6. What journal entries are passed to record a surplus or deficit in a partner's capital account after adjustments?
The journal entries depend on whether there is a surplus (excess capital) or a deficit (shortfall):
- For a deficit (Partner brings in cash):
Cash/Bank A/c Dr.
To Partner's Capital A/c
(Being the amount of deficit brought in by the partner) - For a surplus (Partner withdraws cash):
Partner's Capital A/c Dr.
To Cash/Bank A/c
(Being the excess amount withdrawn by the partner)
7. What is the key difference between adjusting capital through cash accounts versus current accounts?
The primary difference lies in the method of settlement. When adjustments are made through cash accounts, partners physically bring in or withdraw cash to settle the surplus or deficit. When adjustments are made through current accounts, the surplus or deficit is transferred to the respective partner's current account instead of an immediate cash settlement. This method is often used when the partnership deed specifies that fixed capitals will be maintained.
8. In what situations are capital adjustments made on the retirement or death of a partner?
On the retirement or death of a partner, the remaining (or continuing) partners may decide to adjust their capitals for two main reasons:
- To make their capitals proportionate to their new profit-sharing ratio after the partner leaves.

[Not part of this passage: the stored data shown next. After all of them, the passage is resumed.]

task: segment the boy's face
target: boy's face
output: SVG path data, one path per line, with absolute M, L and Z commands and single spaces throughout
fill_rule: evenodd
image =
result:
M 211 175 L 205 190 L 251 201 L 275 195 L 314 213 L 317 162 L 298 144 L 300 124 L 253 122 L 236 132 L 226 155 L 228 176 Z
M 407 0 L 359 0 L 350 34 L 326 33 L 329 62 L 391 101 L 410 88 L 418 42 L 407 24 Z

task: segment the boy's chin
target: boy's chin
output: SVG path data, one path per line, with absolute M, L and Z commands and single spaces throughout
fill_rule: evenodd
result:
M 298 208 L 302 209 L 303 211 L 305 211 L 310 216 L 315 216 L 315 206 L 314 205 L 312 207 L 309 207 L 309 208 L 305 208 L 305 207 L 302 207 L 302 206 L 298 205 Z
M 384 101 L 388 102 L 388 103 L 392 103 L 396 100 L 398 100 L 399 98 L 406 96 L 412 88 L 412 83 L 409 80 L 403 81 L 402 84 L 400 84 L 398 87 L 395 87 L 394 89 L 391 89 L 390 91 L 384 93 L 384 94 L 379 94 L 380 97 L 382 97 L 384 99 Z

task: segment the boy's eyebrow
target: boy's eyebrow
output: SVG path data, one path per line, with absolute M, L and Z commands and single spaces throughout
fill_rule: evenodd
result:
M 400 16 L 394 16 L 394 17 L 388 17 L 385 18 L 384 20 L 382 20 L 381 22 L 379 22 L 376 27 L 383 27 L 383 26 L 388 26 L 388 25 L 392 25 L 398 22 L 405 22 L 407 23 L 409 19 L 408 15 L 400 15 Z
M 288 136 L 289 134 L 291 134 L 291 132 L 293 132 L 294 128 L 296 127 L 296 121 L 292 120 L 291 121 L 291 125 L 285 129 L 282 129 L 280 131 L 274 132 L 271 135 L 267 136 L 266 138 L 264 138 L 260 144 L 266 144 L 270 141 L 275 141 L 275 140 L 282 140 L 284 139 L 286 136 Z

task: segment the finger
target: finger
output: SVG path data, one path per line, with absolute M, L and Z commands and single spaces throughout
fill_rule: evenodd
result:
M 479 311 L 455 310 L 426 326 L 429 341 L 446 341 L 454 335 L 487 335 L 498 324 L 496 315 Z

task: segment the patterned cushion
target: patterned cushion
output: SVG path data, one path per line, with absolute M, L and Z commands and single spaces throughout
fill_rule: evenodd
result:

- To arrange the necessary cash to pay out the amount due to the retiring or deceased partner. The continuing partners may bring in cash in a manner that not only clears the dues but also adjusts their own capitals to the new ratio.
9. What happens if a continuing partner's existing capital (after all adjustments for goodwill, revaluation, etc.) is more than their new proportionate capital?
If a continuing partner's existing adjusted capital is more than their newly calculated proportionate capital, they have a surplus. As per the partnership agreement, this partner is entitled to withdraw the excess amount from the firm. The journal entry would be to debit that partner's capital account and credit the cash or bank account, reducing their capital to the required proportionate level.
10. Is it mandatory to adjust capitals in proportion to the new profit-sharing ratio every time a partner is admitted or retires?
No, it is not mandatory. Capital adjustments are made only if it is explicitly stated in the partnership deed or if all partners mutually agree to do so at the time of admission or retirement. If there is no such agreement, the capital accounts of the continuing partners will remain at their balances after all other adjustments for goodwill, reserves, and revaluation are made.